The shielding system, developed in this study, has proved to be reliable, durable and user-friendly. Moreover, the set-ups presented here do not involve direct contact of the shielding system with the patient, allowing for multiple use of the shield.

The dosimetric analysis shows a moderate global dose reduction induced by the presence of the filter. In fact, the CTDIvol decreases by nearly 10 % in both studied set-ups. A greater dose reduction was observed at eyes’ level in the TLDs measurements (−21.1, −28.5 %). These data are consistent with what declared from manufacturer (40 % dose reduction for 0.06 mm Pb eq) with the bismuth shield placed in contact with the eyes of the patient. The decrease of variation of ESD can be attributed to the greater distance between the patient and the shield.

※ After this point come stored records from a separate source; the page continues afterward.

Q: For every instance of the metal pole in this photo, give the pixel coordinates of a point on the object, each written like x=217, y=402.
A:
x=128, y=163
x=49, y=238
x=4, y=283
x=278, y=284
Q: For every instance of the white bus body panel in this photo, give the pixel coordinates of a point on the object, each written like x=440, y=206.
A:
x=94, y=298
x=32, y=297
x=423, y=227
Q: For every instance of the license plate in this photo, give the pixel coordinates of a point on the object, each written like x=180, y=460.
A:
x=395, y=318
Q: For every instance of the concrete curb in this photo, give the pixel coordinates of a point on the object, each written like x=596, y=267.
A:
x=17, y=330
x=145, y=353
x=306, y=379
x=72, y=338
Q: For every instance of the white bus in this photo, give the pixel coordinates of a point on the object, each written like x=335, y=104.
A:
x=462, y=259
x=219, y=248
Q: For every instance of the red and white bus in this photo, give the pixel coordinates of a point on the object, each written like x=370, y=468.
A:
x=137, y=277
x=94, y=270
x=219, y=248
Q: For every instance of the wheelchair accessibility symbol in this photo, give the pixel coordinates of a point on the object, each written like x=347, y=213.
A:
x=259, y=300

The CTDI phantom images elaborations showed a degradation of image quality up to about 5 cm below the shielding system. In fact in the set-up where the bismuth shield was placed in contact of the phantom it is possible to see the presence of an artefact involving growth of the CT number by nearly 250 % compared to the non-artefacted signal. In the “medium” and “bottom” range CNRs of the 3 different set-ups are comparable; it is thus possible to say that in these areas image quality is not significantly affected by the presence of the shield. The choice of evaluating image quality only in a homogenous phantom and not in the anthropomorphic one was made with the intent to objectify the effect of the shielding system. The presence of inhomogeneity (like cranial fossa, orbits or air cavity), acting on the quality of X-ray spectrum (spatial difference in beam hardening), could influence the variation of CT signal.

No artefact, at the phantom level, was evident in the set-up with the shielding system placed at 4 cm from the top of the phantom.

By observing that usually the distance between eye lens and the brain is about 4 cm, it is possible to conclude that no image degradation will affect brain region in Head CT examination when using both shielding system “set ups”.

Conclusions

The presence of the shielding system can lead to a reduction of the entrance surface dose by 21 % (in the “4 cm” set up) and by 29 % (in the “contact” set up). Our results, when considering the distance from the eye lens to the filter in the two studied set-ups, are comparable with the manufacturer data.

Results (no artefacts in the brain area, good dose reduction) show that the set up with the contact shielding system seems to be a very attractive option but, in case of uncooperative patient, also the other set up (4 cm distance from the patient) appears to provide good results in terms of eye lens dose reduction.